Yikes! Has it really been so long?
Life just kind of kicked my butt. I had to move three times (four, if you count the two days I spent riding the subway, with no clue where I’d go) since I last posted. My mom and I lost our chance at the relationship we once had when she threw me out (while I had no income, and nowhere else to live). I was booted from a crafting website because I was very late to return a swap I was hosting (and once kicked out, I didn’t have a way to contact any of the participants for their address to mail them out). I felt like I not only lost my family, but my crafting community as well. I felt empty, like I was left with nothing and no one.
Luckily, I have a very kind ex-boyfriend who let me move in with him so I wasn’t homeless. It’s a weird day when your ex treats you better than your family does.

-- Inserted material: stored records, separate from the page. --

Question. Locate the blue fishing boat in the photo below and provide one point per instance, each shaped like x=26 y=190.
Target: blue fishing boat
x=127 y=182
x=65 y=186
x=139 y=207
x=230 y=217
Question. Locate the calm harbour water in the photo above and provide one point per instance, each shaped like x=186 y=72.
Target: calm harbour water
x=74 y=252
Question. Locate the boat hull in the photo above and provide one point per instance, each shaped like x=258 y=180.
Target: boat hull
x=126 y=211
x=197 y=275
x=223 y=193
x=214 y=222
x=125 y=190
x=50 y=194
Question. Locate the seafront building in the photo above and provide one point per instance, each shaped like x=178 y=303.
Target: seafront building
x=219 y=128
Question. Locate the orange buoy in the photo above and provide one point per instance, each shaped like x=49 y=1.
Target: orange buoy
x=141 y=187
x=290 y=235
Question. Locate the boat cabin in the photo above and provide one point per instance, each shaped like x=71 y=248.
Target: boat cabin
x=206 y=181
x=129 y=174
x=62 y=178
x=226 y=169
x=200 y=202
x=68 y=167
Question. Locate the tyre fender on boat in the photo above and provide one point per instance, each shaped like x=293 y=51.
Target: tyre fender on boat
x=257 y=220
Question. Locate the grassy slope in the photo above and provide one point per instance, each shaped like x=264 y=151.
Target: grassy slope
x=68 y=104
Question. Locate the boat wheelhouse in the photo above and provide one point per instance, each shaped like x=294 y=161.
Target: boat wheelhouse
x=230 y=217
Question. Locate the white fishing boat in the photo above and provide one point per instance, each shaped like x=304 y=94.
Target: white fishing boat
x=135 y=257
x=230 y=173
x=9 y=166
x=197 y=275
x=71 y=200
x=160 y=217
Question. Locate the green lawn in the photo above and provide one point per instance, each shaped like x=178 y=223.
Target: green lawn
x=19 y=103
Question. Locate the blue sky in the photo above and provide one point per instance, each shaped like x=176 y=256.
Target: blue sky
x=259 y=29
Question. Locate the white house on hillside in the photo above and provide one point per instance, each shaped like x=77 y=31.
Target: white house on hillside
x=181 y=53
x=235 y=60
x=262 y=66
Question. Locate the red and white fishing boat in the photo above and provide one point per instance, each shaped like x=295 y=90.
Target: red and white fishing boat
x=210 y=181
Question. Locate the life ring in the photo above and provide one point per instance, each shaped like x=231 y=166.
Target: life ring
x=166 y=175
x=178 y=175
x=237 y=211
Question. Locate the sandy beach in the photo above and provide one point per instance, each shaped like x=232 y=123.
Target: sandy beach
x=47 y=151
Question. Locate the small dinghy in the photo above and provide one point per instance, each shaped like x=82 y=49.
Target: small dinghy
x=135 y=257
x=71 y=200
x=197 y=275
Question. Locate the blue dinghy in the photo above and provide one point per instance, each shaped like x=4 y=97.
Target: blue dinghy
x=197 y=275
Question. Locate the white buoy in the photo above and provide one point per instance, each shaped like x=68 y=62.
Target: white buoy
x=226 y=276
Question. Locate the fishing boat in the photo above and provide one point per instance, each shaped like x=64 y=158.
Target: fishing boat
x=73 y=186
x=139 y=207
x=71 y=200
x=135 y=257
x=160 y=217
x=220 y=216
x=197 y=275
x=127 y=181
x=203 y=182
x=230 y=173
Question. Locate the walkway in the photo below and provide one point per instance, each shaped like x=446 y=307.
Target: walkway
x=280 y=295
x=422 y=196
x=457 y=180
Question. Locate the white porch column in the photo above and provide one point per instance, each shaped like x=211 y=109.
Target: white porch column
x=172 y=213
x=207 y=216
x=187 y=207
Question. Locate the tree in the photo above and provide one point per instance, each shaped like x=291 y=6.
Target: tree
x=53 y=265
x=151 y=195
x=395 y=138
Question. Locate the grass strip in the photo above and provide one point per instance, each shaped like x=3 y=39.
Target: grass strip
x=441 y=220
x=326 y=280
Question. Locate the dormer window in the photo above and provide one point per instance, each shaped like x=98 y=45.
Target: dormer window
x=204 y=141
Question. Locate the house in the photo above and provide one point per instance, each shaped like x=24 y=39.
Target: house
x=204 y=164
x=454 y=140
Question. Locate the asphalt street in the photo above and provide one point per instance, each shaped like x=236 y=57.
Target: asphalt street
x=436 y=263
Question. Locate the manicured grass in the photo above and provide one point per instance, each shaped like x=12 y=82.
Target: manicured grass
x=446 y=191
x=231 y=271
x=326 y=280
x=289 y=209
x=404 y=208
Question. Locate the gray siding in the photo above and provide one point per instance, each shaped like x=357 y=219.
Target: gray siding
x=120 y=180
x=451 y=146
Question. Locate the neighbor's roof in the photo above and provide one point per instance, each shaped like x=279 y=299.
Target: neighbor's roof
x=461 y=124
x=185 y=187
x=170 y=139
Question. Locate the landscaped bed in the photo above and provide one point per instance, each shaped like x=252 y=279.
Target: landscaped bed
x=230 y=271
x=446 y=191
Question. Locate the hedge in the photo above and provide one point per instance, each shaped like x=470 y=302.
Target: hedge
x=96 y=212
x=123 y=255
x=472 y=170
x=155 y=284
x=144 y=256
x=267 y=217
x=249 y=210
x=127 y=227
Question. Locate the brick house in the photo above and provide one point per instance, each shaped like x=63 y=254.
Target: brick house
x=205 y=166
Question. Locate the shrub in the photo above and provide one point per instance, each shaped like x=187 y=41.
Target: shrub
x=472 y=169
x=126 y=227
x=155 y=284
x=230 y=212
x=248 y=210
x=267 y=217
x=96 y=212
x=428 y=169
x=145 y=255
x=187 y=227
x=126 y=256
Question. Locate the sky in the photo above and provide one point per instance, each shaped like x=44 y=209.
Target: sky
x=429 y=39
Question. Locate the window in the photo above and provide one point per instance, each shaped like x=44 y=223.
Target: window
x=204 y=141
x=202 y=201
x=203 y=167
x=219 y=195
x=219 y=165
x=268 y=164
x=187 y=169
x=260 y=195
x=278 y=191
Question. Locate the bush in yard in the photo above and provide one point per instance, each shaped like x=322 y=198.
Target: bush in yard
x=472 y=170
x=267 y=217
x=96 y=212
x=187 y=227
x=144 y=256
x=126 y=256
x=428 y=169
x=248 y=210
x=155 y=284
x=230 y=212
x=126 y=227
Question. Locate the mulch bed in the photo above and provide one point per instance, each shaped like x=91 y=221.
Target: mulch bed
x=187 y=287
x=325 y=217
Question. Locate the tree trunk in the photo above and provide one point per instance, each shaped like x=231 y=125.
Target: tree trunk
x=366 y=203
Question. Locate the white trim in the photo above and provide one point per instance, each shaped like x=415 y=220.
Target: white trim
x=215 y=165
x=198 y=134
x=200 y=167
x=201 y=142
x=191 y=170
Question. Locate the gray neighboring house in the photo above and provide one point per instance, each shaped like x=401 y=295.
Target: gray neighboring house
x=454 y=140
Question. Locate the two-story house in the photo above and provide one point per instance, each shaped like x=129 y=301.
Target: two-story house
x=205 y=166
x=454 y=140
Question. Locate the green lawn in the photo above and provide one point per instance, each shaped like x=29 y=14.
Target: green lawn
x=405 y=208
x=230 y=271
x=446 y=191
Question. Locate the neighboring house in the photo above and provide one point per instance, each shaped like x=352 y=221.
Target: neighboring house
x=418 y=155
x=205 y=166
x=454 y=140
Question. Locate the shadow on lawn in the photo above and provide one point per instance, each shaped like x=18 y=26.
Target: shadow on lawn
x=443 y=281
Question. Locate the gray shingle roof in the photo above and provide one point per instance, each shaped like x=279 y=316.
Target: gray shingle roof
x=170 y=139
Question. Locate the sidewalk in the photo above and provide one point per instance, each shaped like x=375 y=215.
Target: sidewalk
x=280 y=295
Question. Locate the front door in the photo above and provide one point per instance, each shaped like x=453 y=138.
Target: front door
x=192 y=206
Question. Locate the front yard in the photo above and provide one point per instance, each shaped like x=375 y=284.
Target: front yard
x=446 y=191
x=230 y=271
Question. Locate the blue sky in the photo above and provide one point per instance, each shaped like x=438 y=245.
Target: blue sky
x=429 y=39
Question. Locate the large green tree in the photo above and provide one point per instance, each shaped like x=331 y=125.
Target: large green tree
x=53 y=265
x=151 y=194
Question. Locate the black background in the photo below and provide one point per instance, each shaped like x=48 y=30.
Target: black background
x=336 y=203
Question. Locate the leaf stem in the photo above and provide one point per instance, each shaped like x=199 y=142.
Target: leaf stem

This post isn’t meant to be a ‘poor, poor pitiful me’ thread though. I’m writing this to talk about family. And while you can’t pick your relatives, you can surround yourself with supportive friends and create a family like none you’ve been given.
This series of dismal life events also taught me the true meaning of ‘there but for the grace of God go I’, because I was thisclose to being homeless and it was the scariest feeling in the world. I wasn’t any of the negative things people associate with homeless people- I wasn’t crazy, a drunk, or a junkie. I was just someone who had no money, no family support, and was just trying to go to college to better myself.
Even if you aren’t someone who prays, please take a moment to be thankful for what you have. I learned just how quickly life can go from great to horrible, and even then I was grateful for the little things… like the local Food Pantry, an emergency MetroCard (for the subway) from my school, and my ex rescuing me. And at least I still had my health (excluding the months of depression).
I apologize to those I have ignored or lost contact with. I was just trying to survive day-by-day these last months. I know, I know ‘excuses are like buttholes, we each have one and they all stink’. This isn’t meant as an excuse, just an apology.